House of the Tiger King
- Cover of the first UK edition
- Author: Tahir Shah
- Audio read by: Sam Dastor
- Language: English
- Genre: Travel journal
- Set in: Peru
- Publisher: John Murray
- Publication date: 2004
- Publication place: United Kingdom
- Media type: Print
- Pages: 240
- ISBN: 978-0-7195-6611-0
- OCLC: 56465330
- Preceded by: In Search of King Solomon's Mines
- Followed by: The Caliph's House

= House of the Tiger King =

Travel journal

House of the Tiger King is a travel journal in which Anglo-Afghan author Tahir Shah recounts his search for the legendary Inca city Paititi.

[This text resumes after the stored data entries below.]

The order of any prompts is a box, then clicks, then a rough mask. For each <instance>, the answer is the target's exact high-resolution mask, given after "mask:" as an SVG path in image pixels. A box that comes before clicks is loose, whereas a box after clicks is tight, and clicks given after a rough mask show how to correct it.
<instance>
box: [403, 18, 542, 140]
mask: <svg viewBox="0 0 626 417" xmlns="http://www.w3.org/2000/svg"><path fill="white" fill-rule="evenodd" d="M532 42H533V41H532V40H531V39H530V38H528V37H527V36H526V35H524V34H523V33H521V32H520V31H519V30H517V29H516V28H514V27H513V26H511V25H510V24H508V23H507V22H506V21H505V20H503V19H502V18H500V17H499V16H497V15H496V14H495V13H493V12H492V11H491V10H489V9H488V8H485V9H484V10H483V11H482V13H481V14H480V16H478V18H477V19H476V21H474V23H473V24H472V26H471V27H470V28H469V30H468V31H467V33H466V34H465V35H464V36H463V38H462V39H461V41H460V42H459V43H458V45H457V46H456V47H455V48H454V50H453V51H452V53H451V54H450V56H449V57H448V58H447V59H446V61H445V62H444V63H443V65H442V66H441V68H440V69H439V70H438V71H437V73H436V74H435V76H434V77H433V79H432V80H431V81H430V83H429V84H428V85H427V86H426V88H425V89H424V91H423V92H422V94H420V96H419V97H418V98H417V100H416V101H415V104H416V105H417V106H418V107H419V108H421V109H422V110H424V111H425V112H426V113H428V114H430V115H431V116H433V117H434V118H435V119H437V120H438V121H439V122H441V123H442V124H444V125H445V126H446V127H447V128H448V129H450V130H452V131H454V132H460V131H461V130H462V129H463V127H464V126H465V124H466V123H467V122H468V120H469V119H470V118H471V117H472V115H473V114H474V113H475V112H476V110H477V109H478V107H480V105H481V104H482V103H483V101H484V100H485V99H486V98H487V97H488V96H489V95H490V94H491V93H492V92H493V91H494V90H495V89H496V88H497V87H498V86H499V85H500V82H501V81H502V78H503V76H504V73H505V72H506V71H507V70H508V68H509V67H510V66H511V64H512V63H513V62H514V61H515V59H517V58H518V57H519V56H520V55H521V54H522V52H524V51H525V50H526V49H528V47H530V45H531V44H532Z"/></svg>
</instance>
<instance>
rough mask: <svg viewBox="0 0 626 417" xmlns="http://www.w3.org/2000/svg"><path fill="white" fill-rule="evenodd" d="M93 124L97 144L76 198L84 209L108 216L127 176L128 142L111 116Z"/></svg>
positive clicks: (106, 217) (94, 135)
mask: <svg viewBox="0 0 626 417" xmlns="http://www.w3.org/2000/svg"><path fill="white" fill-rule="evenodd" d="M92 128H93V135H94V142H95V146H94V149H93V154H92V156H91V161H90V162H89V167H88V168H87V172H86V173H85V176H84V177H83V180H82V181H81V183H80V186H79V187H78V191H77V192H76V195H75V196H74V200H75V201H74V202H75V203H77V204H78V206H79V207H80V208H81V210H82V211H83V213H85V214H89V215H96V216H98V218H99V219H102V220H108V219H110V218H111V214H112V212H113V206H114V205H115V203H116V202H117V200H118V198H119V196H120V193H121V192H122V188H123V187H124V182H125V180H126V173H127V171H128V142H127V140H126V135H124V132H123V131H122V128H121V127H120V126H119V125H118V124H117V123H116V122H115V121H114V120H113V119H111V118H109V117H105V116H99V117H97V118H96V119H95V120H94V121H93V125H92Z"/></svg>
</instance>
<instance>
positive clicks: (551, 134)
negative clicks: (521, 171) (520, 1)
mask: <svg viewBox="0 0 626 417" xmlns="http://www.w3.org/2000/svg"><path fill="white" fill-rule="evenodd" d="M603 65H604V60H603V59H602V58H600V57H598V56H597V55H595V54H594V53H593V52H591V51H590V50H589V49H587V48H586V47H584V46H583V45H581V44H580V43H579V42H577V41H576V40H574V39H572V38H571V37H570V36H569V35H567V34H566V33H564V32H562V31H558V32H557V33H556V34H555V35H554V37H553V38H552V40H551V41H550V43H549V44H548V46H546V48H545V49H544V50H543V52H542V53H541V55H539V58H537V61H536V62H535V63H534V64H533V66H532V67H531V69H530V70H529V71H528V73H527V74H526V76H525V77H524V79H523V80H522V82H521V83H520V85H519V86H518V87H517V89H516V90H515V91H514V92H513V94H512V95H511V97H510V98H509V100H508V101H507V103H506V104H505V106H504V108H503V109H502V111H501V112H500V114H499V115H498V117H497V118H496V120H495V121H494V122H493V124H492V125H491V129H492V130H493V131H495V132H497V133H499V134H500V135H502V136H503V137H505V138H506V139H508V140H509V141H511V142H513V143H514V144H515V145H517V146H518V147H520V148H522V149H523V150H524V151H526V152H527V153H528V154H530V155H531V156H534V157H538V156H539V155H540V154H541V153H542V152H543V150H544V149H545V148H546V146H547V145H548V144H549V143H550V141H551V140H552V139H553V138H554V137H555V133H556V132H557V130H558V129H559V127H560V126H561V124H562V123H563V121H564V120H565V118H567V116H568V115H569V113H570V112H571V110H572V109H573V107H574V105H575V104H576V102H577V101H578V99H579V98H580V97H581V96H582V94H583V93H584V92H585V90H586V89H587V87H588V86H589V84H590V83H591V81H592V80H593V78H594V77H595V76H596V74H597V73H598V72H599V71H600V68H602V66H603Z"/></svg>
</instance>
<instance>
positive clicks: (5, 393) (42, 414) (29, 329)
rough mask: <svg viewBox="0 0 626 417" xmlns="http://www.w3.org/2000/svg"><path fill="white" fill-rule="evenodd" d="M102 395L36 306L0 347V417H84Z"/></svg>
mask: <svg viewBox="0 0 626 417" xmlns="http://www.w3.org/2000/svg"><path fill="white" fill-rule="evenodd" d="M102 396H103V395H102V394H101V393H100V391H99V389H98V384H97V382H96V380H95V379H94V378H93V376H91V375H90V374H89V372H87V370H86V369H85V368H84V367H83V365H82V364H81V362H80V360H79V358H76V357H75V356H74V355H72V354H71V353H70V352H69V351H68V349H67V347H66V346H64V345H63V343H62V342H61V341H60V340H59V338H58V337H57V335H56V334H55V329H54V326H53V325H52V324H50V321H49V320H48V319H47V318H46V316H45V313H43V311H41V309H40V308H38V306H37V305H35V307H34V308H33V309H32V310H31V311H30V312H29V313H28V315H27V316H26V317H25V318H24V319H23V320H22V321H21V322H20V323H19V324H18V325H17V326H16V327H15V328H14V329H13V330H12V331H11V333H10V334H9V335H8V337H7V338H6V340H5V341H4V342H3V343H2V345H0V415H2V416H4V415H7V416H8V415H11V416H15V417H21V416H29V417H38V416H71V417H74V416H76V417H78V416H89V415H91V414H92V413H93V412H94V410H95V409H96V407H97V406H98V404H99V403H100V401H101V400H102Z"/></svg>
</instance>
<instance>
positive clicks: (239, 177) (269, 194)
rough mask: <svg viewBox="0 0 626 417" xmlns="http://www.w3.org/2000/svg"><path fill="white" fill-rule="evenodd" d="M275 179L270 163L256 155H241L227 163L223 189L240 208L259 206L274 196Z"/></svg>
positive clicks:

The book was first published by John Murray in 2004. Its title is a translation of a Machiguenga name for Paititi.

House of the Tiger King was read by Sam Dastor on BBC Radio 4's Book of the Week in July 2004.

==Overview==
There is a story that before the Spanish Conquistadors invaded and destroyed the last bastion of the Inca Empire, Vilcabamba, in 1572, the Inca citizens fled from there, and built a magnificent city in a remote part of the cloud forest. Travel writer Tahir Shah, like many before him, seeks this legendary city—Paititi. Shah begins in the Madre de Dios Region of southeastern Peru. Among his party are a Machiguenga guide called Pancho, and Richard Fowler, a wilderness guide hired by Shah for physical security.

The project was also the basis for a documentary feature film of the same name, directed by David Flamholc.